You’ve taken their number out of your phone so you don’t text in moments of weakness.
When you drop your cat off at the groomer’s and they ask for an emergency contact you say, “I guess if I don’t come back, you have to set the cat free.”
Best case scenario: you came together, you challenged each other to be your best, inspired each other, then evolved so much you grew apart and mutually decided to uncouple.

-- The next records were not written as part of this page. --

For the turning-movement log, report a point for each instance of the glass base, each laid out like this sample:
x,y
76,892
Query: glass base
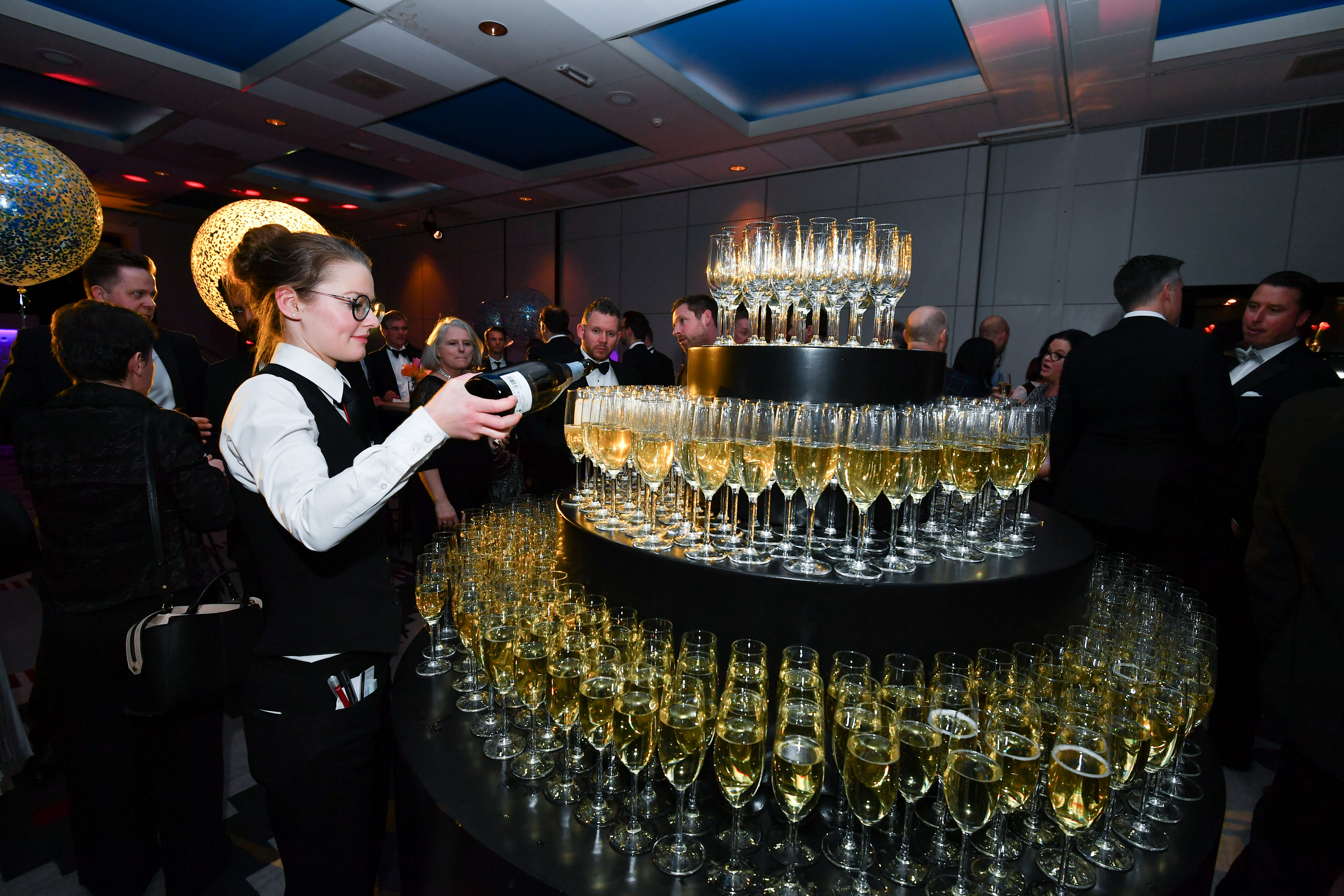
x,y
1081,875
506,746
676,859
807,566
564,792
533,766
631,841
733,878
1105,851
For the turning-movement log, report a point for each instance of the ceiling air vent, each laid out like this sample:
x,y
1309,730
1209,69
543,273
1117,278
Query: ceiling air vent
x,y
873,136
1318,64
615,182
1261,139
368,85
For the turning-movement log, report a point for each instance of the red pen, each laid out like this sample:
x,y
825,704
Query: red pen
x,y
338,691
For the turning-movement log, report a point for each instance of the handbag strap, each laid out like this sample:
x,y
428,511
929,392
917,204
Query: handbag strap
x,y
153,492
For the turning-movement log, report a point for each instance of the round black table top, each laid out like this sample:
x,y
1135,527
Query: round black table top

Worst case scenario: everything else.
Here are some tips to help you deal:
Mourn Your Plans
Mourn the plans you made together. It could be that annual trip to Batfest in Austin, TX, it could be your aunt’s wedding in Boston, it could just be the new Iron Man movie. Notice and release your disappointment in each thing you won’t be doing together. You’re creating a new reality map in your brain without that person in it.
Unhook
Disconnect electronically. This might be the hardest part, because we all want to be supercool adult people. That doesn’t mean you need to see when this dude is out to dinner with a girl whose haircut is very similar to your own. He doesn’t need to know when you’re out at karaoke singing the Stevie Nicks songs that he used to hear in the shower. You don’t have to delete them, but certainly turn their feed off for a couple of months while you get your head together. Even though it sometimes feels good to dwell on the object of your affection, scratching that itch will just delay your healing.
Cut off communication. One of the hardest parts of a breakup, especially of a long relationship, is that you find that the person you used to get comfort from is the last person you should speak to. Talk to friends. Chat to family. Reach out to your pastor. Don’t talk to each other. Part of your job right now is to get this person’s smell out of your nostrils, literally and figuratively. Once you stop hanging out with them, you’ll stop saying things like “but we’re so good together!”
Clean House
Ditch the Knick-knacks: If you have stuff of theirs that reminds you of them, and it bothers you, put it away. You can even throw it away, if you want. If something is in your house that makes you sad, get rid of it, unless he gave you a couch or something, in that case throw a blanket over it until it doesn’t make you feel sad anymore, because that’s a nice couch.
Celebrate
Celebrate your freedom. You are now living an autonomous lifestyle! If you want to listen to Taylor Swift’s “Shake It Off” thirty times in a row, nobody’s there to tell you that you can’t. You can watch all the movies they didn’t want to watch, eat at restaurants they didn’t care for, and operate as the ruler of your own domain.
Do take care of yourself- even if all you want to do is wallow in your misery and drink Scotch, it’ll be better for your body and brain if you get up and get moving sometimes. Make some endorphins to flush out the sadness!
Be Selfish- Take time for yourself. Make plans with girlfriends but you want to stay home and watch So You Think You Can Dance? Do it. A recent breakup is one of a few Get Out Of Plans Free cards. Use as needed.
Heal
Remember that you will heal. That’s what we do, as humans. Your emotions are just chemicals your brain makes. As badly as you hurt, next week it will be less, and the next week, even less!
The cells in your body are constantly dying and and being replaced by new ones, and those cells didn’t even know that guy! Someday soon you’ll see him buying wine at Von’s and hardly want to spit on him at all. Until then, don’t spit on anyone!